Ieri la stessa maggioranza ha fatto muro intorno a Piantedosi. Il collega Lollobrigida, uno dei megafoni di Giorgia, lo ha definito “un grande ministro”. Lui stesso, alla Camera come il giorno prima al Senato, ha corretto il tono delle sue dichiarazioni a caldo sulla tragedia di Crotone e ci si può facilmente immaginare la faccia della premier di fronte a quelle dichiarazioni, tali da offrire un’immagine del governo opposta a quella che cerca di costruire lei da palazzo Chigi. La reazione iniziale di FdI, con il “fuoco amico” ad alzo zero del presidente della commissione Affari costituzionali Balboni, rivela chiaramente la prima e più sincera reazione dei tricolori. Oltre non era possibile andare: toccare l’ex prefetto significava prendere di mira Salvini, che lo ha imposto come ministro dopo il veto sul suo nome. Il fuoco di sbarramento del Carroccio, che ieri per tutto il giorno ha denunciato «il tentativo di processare ministro e guardia costiera invece dei veri responsabili, i trafficanti», serviva anche a mettere in guardia gli alleati.

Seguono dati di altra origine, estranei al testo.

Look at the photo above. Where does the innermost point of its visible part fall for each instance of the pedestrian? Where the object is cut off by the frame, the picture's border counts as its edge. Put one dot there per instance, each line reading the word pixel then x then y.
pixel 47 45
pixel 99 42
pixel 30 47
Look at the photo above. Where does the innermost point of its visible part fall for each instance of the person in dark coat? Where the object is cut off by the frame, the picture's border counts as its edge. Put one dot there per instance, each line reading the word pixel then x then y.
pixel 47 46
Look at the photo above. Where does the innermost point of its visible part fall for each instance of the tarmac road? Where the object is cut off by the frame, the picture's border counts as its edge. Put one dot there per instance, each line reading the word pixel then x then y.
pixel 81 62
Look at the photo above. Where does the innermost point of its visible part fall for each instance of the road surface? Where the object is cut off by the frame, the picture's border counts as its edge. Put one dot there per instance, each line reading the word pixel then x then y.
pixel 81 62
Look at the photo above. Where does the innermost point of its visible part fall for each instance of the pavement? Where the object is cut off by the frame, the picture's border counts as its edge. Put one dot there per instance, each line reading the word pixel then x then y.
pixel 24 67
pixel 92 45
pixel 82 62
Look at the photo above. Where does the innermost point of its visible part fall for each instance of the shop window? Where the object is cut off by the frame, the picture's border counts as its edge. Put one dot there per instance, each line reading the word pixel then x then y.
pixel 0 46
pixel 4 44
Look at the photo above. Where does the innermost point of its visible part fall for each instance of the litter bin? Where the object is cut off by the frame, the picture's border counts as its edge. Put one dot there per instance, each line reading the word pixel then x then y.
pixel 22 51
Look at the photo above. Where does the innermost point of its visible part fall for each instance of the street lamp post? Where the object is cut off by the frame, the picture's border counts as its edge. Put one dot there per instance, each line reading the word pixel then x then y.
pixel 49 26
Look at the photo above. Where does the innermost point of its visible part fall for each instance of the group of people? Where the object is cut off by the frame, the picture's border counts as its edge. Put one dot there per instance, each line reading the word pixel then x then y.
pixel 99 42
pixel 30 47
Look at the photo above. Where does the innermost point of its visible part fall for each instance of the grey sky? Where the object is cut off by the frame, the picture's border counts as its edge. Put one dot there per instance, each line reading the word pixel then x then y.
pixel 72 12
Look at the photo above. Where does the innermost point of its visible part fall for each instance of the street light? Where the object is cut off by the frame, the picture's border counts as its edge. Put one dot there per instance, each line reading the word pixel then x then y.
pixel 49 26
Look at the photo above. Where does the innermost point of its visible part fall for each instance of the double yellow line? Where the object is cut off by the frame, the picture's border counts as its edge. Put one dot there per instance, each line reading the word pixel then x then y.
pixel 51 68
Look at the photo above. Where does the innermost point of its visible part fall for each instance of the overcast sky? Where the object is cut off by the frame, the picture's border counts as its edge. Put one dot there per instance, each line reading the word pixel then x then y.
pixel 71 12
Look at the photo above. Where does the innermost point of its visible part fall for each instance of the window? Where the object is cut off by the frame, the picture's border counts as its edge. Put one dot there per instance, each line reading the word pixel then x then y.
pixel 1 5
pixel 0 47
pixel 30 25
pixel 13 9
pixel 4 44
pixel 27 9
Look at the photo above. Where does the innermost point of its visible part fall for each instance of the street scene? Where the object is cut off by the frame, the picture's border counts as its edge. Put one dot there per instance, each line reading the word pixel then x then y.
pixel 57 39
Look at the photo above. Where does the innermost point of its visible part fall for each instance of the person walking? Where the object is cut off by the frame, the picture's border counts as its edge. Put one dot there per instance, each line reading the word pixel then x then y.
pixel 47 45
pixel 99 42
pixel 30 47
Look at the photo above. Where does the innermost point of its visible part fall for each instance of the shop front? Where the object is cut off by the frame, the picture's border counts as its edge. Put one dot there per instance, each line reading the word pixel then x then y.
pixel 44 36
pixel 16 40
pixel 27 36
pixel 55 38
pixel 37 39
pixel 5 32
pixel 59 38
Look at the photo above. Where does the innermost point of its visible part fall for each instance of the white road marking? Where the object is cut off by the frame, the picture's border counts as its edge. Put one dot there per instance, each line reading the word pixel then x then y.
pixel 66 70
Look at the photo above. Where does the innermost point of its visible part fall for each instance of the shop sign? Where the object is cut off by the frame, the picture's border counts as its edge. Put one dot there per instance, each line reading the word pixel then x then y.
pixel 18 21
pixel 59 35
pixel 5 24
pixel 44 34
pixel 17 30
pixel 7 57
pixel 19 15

Goffe scuse ministeriali a parte, il governo ha messo sul tavolo una sorta di «risarcimento politico» molto pesante: Lollobrigida aveva parlato di 500mila immigrati regolari necessari per l’economia. Piantedosi, nell’audizione di ieri, ha alluso esplicitamente alla possibilità assecondare quella cifra. È anche questa una tendenza che per il governo sta diventando un’abitudine, la necessità, per recuperare figuracce e sbagli facendo non uno ma molti passi indietro. Nel complesso la popolarità della premier non è stata neppure scalfita dalle gaffes dei suoi ministri e stretti collaboratori: quella del governo però sì e senza un tempestivo intervento sulle modalità di comunicazione non ci vorrà molto prima che le acque arrivino anche al santuario di palazzo Chigi.

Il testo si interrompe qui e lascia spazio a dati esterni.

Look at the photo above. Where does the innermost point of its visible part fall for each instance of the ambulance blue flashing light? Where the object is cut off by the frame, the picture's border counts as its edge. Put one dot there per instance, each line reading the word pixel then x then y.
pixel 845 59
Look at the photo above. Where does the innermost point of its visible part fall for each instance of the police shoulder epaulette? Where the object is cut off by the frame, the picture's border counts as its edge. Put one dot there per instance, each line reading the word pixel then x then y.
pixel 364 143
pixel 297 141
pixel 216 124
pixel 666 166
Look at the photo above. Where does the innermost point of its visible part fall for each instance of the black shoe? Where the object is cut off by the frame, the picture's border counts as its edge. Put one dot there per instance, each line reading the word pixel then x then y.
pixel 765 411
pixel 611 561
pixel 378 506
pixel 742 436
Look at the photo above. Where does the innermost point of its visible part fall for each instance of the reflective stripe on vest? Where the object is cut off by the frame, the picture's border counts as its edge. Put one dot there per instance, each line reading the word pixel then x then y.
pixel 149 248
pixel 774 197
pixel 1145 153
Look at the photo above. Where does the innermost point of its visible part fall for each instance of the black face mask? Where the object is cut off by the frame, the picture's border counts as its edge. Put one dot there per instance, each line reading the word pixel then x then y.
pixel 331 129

Il punto però non riguarda solo l’analfabetismo nella comunicazione, che pure non è un fattore secondario. La realtà è più pesante: i passi falsi di Donzelli e Delmastro possono essere recuperati, una conclusione tragica del caso Cospito traccerebbe un solco. Le parole di Piantedosi verranno dimenticate: l’eventuale accertamento di responsabilità precise nel mancato soccorso a Crotone non permetterebbe vie di fuga. Anche perché la nuova leadership del Pd incalzerà molto più di quella precedente. Elly Schlein, a differenza dell’intera vecchia guardia, non ha responsabilità in scelte sciagurate come il finanziamento ai torturatori libici per fermare le partenze. Potrà muoversi quindi con ben altro agio e affondare la lama, anche per mettere in difficoltà il competitor Conte, che nella vicenda dei lager libici è coinvolto quanto il Pd se non di più.

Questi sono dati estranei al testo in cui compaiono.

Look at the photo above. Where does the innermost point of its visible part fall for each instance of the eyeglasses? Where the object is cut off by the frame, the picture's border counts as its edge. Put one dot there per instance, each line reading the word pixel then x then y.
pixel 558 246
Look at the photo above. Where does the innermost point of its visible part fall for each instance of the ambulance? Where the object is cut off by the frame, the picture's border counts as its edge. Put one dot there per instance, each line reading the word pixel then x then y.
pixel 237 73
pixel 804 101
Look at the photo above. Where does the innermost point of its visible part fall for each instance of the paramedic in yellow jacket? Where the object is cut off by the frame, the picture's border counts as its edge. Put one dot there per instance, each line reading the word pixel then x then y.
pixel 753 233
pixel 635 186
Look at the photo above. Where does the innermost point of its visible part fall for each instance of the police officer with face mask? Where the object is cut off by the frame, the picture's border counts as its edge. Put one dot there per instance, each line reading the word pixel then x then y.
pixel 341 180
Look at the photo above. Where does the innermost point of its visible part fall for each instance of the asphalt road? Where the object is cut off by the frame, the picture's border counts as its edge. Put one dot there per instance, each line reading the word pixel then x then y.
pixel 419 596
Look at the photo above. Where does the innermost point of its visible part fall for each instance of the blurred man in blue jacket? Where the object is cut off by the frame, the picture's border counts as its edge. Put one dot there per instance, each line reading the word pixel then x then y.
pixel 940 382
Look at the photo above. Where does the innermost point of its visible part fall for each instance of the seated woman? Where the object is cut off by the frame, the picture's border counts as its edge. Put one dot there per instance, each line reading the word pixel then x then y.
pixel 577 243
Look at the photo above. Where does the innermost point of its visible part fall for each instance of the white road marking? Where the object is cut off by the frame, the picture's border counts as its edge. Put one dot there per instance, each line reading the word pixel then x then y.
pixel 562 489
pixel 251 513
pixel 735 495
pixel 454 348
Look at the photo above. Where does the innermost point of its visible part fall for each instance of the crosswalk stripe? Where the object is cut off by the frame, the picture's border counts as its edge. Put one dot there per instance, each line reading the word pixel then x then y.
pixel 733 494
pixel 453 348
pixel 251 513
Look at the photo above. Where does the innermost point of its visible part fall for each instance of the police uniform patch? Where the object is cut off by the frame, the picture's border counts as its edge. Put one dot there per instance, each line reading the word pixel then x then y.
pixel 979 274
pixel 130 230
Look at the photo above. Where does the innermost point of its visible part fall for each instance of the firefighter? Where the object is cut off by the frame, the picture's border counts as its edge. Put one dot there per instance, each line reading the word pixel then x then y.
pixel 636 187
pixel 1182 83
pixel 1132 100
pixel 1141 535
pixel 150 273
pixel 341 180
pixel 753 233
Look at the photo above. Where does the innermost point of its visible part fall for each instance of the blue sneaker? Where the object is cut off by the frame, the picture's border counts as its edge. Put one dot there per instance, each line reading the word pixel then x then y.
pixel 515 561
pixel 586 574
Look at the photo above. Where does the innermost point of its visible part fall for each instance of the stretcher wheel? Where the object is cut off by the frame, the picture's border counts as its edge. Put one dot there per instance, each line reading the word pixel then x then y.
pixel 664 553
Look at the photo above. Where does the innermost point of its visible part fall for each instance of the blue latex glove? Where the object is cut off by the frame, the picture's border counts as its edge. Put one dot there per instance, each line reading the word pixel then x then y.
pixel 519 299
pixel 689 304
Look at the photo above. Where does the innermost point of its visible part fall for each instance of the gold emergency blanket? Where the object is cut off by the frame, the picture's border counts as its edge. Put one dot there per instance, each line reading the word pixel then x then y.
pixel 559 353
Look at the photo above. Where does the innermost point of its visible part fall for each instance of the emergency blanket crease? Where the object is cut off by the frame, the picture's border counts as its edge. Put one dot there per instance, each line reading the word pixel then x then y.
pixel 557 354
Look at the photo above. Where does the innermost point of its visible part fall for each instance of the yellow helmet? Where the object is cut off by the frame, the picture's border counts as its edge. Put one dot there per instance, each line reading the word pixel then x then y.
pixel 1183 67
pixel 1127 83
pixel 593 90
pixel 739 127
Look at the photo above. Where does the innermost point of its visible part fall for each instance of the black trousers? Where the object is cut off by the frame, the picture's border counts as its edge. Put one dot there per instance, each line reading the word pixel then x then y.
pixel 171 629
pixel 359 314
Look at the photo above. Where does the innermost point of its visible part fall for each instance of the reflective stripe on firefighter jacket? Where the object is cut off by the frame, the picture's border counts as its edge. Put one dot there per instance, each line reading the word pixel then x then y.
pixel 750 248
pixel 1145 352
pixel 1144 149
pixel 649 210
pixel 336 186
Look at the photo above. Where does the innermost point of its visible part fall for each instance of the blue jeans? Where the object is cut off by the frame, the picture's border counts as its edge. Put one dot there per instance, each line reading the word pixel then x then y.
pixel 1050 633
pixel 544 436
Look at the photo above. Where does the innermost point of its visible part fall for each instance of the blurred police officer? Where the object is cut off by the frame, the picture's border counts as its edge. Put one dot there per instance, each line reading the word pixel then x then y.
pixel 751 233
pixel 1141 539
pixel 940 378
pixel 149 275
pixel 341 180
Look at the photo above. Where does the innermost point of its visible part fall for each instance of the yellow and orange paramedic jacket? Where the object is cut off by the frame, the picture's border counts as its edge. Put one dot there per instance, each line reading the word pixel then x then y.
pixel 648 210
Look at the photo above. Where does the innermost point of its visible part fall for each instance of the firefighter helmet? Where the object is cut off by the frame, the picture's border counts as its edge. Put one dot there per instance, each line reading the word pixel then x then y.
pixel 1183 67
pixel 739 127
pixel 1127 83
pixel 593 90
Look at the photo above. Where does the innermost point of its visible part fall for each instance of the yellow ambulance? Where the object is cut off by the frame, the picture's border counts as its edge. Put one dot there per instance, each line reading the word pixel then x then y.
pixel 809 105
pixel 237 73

Quelle del governo sono responsabilità politiche più che dirette. La sua strategia passa per il rendere più insicuri e pericolosi gli arrivi in Italia, con l’obiettivo di scoraggiare le partenze. Ma è una strategia che aumenta per forza i pericoli e incide sul comportamento anche della guardia costiera, indirettamente ma inesorabilmente, creando determinate “condizioni ambientali”. Per questo, se la magistratura arriverà alla conclusione che le vittime di Crotone potevano e dovevano essere salvate e che dunque ci sono stati negligenza e reato di mancato soccorso, neppure lo scudo di Salvini basterà a salvare il prefetto-ministro.